Per capire come un paese civile e previdente debba poter contare su militari come Spencer Stone bisogna ricordare che, contro il terrorista arabo del treno ad alta velocità, si era lanciato per primo, un giovane francese di 28 anni che però aveva tentato inutilmente di bloccare il potenziale assassino. Il ventottenne infatti era coraggioso e volitivo, ma mancava di tecnica di combattimento. Ostacolò perciò, per un attimo, il terrorista, ma non riuscì a impedire una sventagliata di colpi che hanno infranto dei vetri e colpito un passeggero francese.

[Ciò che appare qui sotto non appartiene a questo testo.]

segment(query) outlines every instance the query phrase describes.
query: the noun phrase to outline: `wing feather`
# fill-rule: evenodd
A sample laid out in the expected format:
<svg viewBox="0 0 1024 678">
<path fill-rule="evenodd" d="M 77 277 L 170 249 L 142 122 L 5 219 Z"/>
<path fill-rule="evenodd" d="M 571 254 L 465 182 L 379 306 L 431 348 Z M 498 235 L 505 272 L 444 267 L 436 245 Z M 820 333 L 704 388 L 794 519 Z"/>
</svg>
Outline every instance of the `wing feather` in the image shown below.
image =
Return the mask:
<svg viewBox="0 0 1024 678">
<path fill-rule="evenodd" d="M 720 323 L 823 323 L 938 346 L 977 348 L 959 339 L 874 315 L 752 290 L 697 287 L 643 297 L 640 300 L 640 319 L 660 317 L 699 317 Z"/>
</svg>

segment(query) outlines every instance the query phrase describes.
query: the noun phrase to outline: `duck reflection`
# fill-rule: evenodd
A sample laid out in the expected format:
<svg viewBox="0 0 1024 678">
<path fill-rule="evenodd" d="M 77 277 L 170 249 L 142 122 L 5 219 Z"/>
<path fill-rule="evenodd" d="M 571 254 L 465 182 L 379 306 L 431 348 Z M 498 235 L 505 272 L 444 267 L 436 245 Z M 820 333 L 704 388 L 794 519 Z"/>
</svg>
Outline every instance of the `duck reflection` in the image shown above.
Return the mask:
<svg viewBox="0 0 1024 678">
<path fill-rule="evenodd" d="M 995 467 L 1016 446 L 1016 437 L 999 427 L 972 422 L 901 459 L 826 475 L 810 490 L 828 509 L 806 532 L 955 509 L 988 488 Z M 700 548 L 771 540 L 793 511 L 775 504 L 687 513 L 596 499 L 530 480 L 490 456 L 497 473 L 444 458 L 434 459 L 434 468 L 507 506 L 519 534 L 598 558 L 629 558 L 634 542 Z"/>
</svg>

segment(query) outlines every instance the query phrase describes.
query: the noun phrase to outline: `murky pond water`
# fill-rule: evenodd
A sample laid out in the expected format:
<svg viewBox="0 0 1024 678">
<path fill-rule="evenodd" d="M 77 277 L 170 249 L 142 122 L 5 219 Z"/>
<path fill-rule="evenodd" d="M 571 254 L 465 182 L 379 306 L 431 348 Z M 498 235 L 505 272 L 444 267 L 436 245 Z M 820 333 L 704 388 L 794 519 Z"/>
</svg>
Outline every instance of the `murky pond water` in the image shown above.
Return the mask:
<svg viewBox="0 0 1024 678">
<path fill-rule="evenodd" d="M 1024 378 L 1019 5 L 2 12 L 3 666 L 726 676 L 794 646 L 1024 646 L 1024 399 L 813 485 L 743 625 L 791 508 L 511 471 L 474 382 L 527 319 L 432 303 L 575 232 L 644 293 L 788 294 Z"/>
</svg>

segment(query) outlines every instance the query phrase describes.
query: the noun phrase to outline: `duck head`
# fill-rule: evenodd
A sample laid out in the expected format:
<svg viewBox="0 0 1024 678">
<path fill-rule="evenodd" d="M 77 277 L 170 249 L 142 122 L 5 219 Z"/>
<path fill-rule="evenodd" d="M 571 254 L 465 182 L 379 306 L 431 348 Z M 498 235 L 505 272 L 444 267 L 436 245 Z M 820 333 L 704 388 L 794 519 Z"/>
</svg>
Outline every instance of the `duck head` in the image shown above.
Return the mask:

Solo l'intervento dei due militari Usa (addestrati, ripeto, a uccidere ma anche a non farsi uccidere) è riuscito a impedire la carneficina. Dimostrando così che dei militari ben addestrati a fare il loro compito, e a operare nei limiti loro imposti dalla legge, non solo servono, ma sono anche preziosi. E quindi vanno considerati come tali dal paese che li esprime. Gente utile, in genere. Eroi, in questo caso. Perché hanno scelto di anteporre la vita degli altri alla loro. Agendo naturalmente, istintivamente, automaticamente. Da natural born killer? Certo, contro chi ti vuole ammazzare, una preparazione di questo genere è un valore. Non un disvalore. Per te e per gli altri che tu difendi. Non bisogna aver paura delle parole, nemmeno quando queste cono state imbastite come slogan e che invece descrivono una realtà di questo mondo. Terribile ma anche vera e purtroppo inevitabile, se non con molta preparazione.